Ohh, and I forgot to say that she's got one band holding back the segment that ends riiight along in line with the back corners of her eyes, and one other band behind that holding from behind the eyes to just infront of the ears. 

And yeah, she has a weeks growth on her face there too! lol. I like her shaved face (30 blade) but I don't mind her with this much hair too, it looks cool alllllll white...

I have a *workshop* to prepare for the exam mid April (ie we do a mock exam basically, with the tutors helping us through it all!) The exam itself won't be until aug/sept-ish I expect. No date for it yet.


----------



## Fluffyspoos (Aug 11, 2009)

Oh wow, boy was I off, LOL! MAN! I can't even imagine how much coat she'll have by then! Aww.. it'll be all warm and summery here by then.. hehe! Winter for you! *cackle* I can't wait to see her in the full desi clip!!


----------



## flyingduster (Sep 6, 2009)

well I refuse to band up her neck, she's NOT a show dog and never can be, so I'm not interested in having a 'full' mane. But at the same time I'm gonna let it get as long as it gets! lol. It's rather wispy and broken at the ends at the moment, so I dunno if it'll actually get a whole lot longer. I don't think I want her topknot much bigger, cos it flops within about 20 mins of having it bathed & fluffed up! lol! her legs definitely I'm gonna concentrate on letting them grow; I'm bad at scissoring them up all the time! lol. So I need to leave them ALONE (in regards to trimming anyway!) to grow out properly... hehe. That and try to convince her ears to grow... lol!

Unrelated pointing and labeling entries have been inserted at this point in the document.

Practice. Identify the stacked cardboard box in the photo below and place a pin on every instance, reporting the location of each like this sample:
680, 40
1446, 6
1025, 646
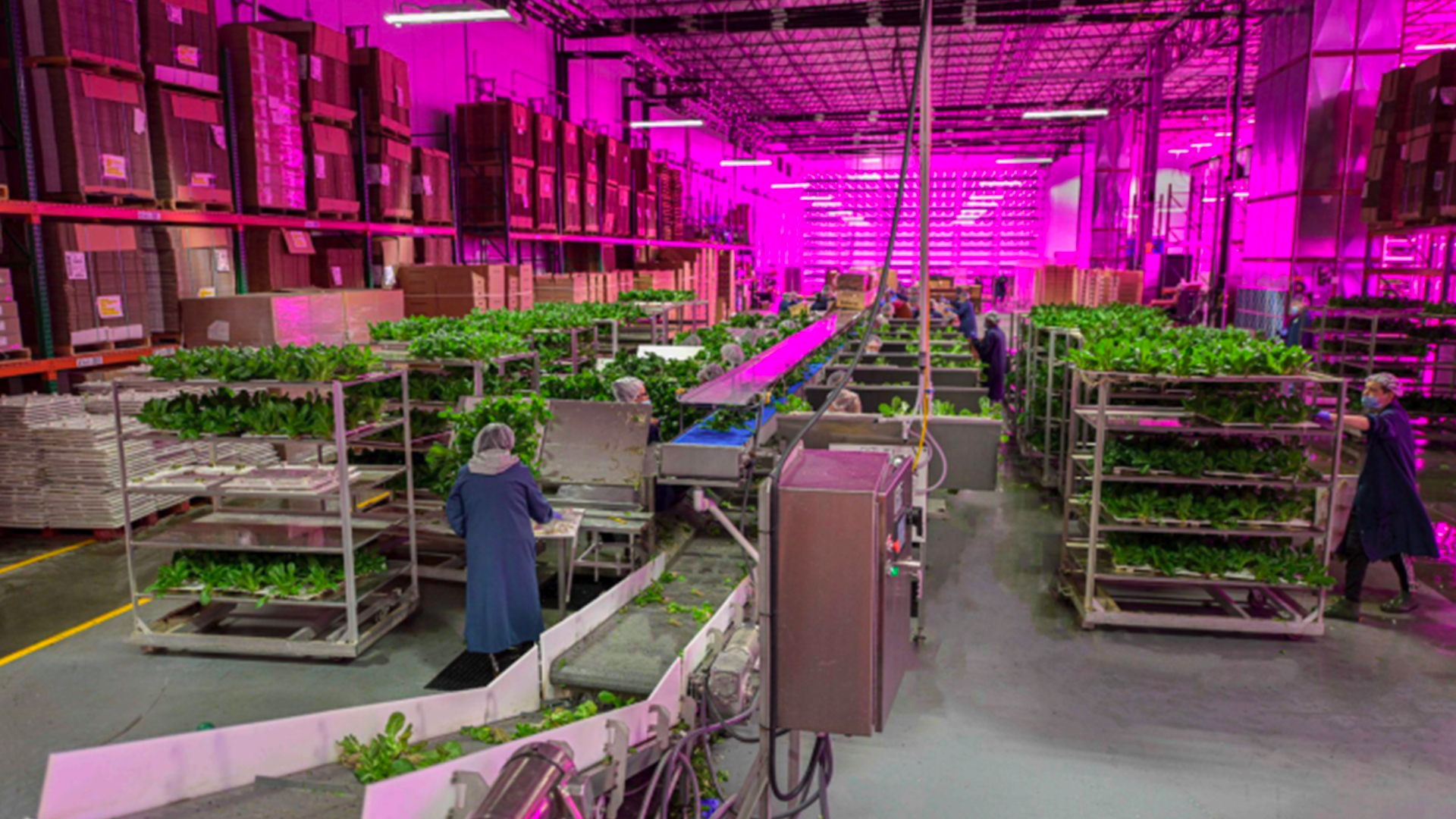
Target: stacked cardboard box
98, 284
92, 136
1385, 169
570, 289
278, 260
391, 254
102, 34
337, 262
456, 290
190, 149
12, 338
324, 71
180, 42
270, 134
431, 187
384, 80
332, 190
389, 177
258, 319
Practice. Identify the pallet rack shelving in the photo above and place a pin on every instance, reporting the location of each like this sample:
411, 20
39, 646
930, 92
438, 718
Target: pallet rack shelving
329, 521
1107, 406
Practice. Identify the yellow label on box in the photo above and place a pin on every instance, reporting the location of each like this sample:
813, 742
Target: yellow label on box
109, 308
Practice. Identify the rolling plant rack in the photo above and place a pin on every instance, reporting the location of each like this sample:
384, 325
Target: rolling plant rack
1044, 391
1107, 406
335, 519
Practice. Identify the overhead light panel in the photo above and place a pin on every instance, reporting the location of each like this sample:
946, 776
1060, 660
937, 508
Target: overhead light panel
449, 14
1066, 114
641, 124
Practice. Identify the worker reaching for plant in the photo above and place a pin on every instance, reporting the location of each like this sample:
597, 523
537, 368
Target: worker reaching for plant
992, 350
1388, 519
492, 504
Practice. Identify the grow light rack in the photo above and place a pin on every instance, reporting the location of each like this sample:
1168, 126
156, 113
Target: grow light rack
324, 521
1106, 595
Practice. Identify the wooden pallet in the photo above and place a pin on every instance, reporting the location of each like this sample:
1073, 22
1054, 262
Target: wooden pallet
104, 346
121, 71
193, 206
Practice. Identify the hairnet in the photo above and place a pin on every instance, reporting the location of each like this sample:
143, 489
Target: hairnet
1386, 381
495, 436
629, 390
846, 401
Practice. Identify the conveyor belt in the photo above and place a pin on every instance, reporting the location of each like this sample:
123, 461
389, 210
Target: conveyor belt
631, 651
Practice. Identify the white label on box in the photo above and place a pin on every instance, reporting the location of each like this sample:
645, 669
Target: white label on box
76, 265
112, 167
109, 308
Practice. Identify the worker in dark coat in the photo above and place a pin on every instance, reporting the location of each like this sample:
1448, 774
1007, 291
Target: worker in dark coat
492, 504
965, 309
1388, 519
992, 350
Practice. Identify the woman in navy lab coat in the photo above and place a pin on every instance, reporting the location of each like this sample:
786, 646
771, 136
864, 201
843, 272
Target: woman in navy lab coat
1388, 521
494, 502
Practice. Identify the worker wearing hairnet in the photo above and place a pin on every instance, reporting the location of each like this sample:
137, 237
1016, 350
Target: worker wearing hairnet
492, 504
1388, 519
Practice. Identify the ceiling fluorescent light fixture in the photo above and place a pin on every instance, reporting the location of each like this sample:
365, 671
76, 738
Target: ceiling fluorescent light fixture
639, 124
1066, 114
449, 14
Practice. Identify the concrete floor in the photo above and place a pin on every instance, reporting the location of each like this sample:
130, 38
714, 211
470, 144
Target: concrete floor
1015, 711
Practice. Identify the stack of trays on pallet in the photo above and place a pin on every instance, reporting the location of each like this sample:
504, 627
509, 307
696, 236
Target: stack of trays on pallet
20, 460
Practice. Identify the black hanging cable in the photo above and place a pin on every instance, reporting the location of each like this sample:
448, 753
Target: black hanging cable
867, 324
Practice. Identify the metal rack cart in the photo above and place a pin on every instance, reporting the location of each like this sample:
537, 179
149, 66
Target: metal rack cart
329, 519
1104, 594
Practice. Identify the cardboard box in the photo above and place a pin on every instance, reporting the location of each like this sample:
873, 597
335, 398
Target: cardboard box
91, 134
324, 69
430, 187
332, 190
384, 80
190, 148
389, 174
180, 42
270, 133
101, 33
278, 260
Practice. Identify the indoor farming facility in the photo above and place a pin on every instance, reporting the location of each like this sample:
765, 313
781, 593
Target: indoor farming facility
727, 409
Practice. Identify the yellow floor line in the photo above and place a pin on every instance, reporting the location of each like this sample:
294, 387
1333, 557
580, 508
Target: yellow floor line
47, 556
30, 651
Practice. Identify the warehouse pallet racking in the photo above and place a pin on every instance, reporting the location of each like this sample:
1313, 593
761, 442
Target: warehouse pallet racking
1106, 594
283, 521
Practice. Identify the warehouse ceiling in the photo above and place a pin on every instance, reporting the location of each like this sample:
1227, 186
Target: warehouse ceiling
819, 76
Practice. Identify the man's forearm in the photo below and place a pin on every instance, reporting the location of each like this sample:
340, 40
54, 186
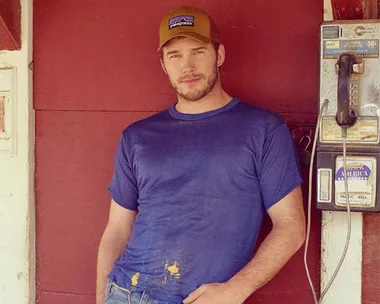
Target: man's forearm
109, 250
278, 247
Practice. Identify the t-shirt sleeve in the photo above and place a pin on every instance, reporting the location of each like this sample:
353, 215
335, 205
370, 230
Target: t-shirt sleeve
123, 187
280, 172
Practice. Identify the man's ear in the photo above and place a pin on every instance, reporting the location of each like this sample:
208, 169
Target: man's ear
221, 55
163, 66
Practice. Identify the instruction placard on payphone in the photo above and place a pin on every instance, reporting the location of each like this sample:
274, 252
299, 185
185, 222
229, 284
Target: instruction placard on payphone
350, 80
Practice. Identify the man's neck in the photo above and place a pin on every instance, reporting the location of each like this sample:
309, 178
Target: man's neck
206, 104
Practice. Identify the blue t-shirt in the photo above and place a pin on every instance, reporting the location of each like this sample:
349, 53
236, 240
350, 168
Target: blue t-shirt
200, 184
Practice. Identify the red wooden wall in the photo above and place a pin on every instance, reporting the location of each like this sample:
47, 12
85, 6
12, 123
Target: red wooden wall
96, 71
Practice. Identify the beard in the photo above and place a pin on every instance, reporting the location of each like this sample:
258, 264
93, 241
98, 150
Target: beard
195, 94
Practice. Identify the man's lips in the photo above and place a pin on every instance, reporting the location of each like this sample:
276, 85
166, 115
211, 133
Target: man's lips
190, 80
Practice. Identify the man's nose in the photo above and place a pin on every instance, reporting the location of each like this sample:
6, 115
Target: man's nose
188, 65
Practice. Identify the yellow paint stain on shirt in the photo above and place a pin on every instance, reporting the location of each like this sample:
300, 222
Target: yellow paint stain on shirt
135, 279
173, 269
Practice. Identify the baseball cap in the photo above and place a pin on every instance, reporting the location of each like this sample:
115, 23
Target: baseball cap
187, 21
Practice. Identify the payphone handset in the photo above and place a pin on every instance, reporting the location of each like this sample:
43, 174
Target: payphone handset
350, 81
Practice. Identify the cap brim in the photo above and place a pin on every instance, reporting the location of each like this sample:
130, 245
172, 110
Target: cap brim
196, 36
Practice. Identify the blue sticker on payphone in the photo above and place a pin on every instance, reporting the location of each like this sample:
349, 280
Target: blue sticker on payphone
368, 48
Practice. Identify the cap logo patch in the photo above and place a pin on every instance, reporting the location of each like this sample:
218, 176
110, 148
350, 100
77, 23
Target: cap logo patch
181, 21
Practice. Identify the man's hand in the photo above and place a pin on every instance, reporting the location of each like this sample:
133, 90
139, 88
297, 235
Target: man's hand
215, 293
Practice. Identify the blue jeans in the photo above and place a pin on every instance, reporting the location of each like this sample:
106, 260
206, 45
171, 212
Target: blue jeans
119, 295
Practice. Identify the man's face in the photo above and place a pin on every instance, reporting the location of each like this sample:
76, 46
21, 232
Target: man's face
192, 67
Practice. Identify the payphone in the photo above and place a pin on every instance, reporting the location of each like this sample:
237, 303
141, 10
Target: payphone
350, 92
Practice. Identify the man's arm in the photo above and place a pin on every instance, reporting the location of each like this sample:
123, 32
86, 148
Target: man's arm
285, 238
112, 244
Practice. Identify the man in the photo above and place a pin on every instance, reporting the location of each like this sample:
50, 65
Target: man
191, 186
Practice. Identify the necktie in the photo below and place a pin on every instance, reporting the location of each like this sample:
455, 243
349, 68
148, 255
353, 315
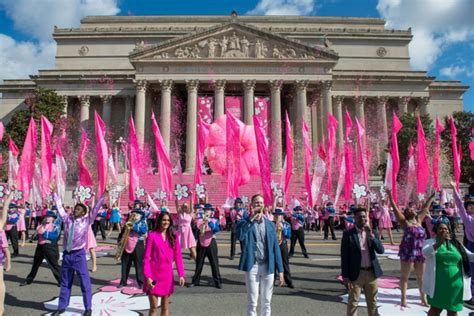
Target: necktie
70, 237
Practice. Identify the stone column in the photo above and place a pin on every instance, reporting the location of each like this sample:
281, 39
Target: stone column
337, 104
403, 105
165, 112
276, 125
219, 93
191, 124
327, 104
141, 86
249, 87
424, 103
85, 104
106, 108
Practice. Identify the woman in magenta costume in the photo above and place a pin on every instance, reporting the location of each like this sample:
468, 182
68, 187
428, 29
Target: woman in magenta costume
185, 233
162, 249
411, 247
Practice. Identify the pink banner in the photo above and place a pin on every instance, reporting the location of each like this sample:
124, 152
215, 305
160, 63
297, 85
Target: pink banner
396, 127
205, 108
202, 134
234, 105
289, 157
308, 158
134, 161
263, 160
233, 155
85, 178
262, 111
46, 156
422, 160
439, 128
164, 162
362, 152
102, 153
27, 161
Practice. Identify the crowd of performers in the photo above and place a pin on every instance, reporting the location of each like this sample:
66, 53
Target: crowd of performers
151, 238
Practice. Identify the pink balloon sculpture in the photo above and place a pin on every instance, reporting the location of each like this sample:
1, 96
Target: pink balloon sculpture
216, 150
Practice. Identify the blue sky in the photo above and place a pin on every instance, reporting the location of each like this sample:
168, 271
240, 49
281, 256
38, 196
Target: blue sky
443, 29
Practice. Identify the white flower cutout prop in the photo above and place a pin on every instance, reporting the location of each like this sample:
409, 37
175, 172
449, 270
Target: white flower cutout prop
84, 193
200, 190
359, 190
181, 191
104, 303
139, 192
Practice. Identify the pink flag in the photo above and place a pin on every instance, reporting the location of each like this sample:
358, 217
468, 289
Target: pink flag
46, 155
332, 128
164, 162
102, 153
233, 155
263, 160
308, 158
439, 129
85, 178
27, 161
202, 133
13, 153
422, 170
289, 157
134, 161
395, 158
360, 134
61, 172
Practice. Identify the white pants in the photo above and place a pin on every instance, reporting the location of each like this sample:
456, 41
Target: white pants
258, 276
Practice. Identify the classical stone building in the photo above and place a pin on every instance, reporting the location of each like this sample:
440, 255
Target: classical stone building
307, 66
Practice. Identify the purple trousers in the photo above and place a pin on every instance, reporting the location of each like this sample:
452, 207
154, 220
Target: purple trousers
75, 262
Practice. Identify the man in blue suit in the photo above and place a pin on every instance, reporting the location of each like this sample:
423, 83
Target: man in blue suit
359, 264
260, 255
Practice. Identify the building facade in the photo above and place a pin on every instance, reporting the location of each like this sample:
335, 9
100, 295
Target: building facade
306, 66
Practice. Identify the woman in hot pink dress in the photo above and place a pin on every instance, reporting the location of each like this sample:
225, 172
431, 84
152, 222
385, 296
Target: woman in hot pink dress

She will get a full on trim done in 5 weeks at the workshop, and then tidy-ups and perhaps one full groom between then and the exam probably, depending on how long we have until the exam...

And hence I can plan her next groom nearly a year ahead! lol!


----------



## Bella's Momma (Jul 26, 2009)

Oh Heavenly!!! Beautiful!


----------



## Lincoln Love (Mar 9, 2010)

*love the fluff*

Pretty Girl! I wish my blow dryer would do the job in 45 minutes!! Love the fluff!


----------



## Oodlejpoodle's mom (Sep 11, 2009)

BFF said:


> I want to see a PURPLE continental on her. :biggrin:


I vote for the purple continental, if anyone can pull it off it would be the team of FD and Paris!


----------